Implementing available solutions into the current system is hard

Right now, consumers have access to a plethora of digital health solutions. But there’s a huge gap between what consumers can access and what actually gets used and is clinically useful in the healthcare setting. Furthermore, the consumer/patient experience becomes very disjointed once they bring digital health solutions to healthcare providers with no knowledge or experience of these solutions. Often the potential health outcomes and the ROI of the solution are not clear. The current solution for this is that the big players in healthcare like to test solutions with ‘Pilots” However the term “death by pilot” was heard a lot during HLTH. Our favorite quote came from Chrissy Farr’s interview with Alan Lotvin MD, who is EVP of CVS Health; he said, “Big companies in healthcare like to torture small companies.”

Payers, providers, health systems, and employers all agree that we need a better system of vetting evidence based digital health solutions. How do we solve this? At MDisrupt, we believe that missing from our industry is a unified standards system for digital health to assess the real-world clinical performance of these products. We intend to focus on this monumental challenge over the next few years.

Healthcare’s tech shift was super-accelerated by the pandemic

This was the first conference we’ve attended where a testing protocol was implemented at the conference.

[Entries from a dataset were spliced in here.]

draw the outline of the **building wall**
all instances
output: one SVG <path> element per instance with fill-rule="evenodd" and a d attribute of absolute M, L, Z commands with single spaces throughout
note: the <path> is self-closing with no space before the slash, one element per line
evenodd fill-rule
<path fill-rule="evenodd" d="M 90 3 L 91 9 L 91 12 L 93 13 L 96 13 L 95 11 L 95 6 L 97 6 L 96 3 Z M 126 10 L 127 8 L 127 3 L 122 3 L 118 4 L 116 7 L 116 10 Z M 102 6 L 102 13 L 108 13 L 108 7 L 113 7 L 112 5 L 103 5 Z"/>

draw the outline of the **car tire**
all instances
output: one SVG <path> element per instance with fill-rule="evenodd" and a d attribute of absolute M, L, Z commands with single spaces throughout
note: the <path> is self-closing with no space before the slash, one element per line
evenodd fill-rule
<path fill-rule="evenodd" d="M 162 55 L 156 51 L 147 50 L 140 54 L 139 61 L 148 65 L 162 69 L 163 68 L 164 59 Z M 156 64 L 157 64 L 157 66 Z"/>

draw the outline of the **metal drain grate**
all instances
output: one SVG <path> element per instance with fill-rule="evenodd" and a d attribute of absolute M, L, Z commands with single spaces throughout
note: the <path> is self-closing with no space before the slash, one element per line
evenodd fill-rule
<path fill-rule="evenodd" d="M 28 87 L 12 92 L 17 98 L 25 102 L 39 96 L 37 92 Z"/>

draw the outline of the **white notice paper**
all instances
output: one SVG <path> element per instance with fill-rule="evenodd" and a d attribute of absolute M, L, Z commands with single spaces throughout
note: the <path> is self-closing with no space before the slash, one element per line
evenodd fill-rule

Every single person who attended had to be tested. And we have to credit HLTH, as the process was relatively fast and efficient. Deployment happened through an app, human guides helped us through the process, and an onsite testing system delivered results to us in 20 minutes via our apps. This is a demonstration of just how far we have come in digital health in just two years. It showed us that we can bring lab testing closer to the consumer at scale, we can make it more efficient and more convenient, we can take care of people where they live and where they work. Now that we know it can be done, imagine if this could be applied to all areas of healthcare!

Mental health is no longer an afterthought

The pandemic changed the way we think and talk about mental health. Treatment and services for conditions that were once stigmatized, with care available primarily for severe cases, are now becoming part of the norm. . Leaders in mental and behavioral health came together at HLTH to discuss improving delivery models, like telemedicine; integrating mental health practices into a complete healthcare plan, and, best of all,making these changes mainstream. There’s still a long way to go in reaching the masses, but it was clear that technology can make it happen.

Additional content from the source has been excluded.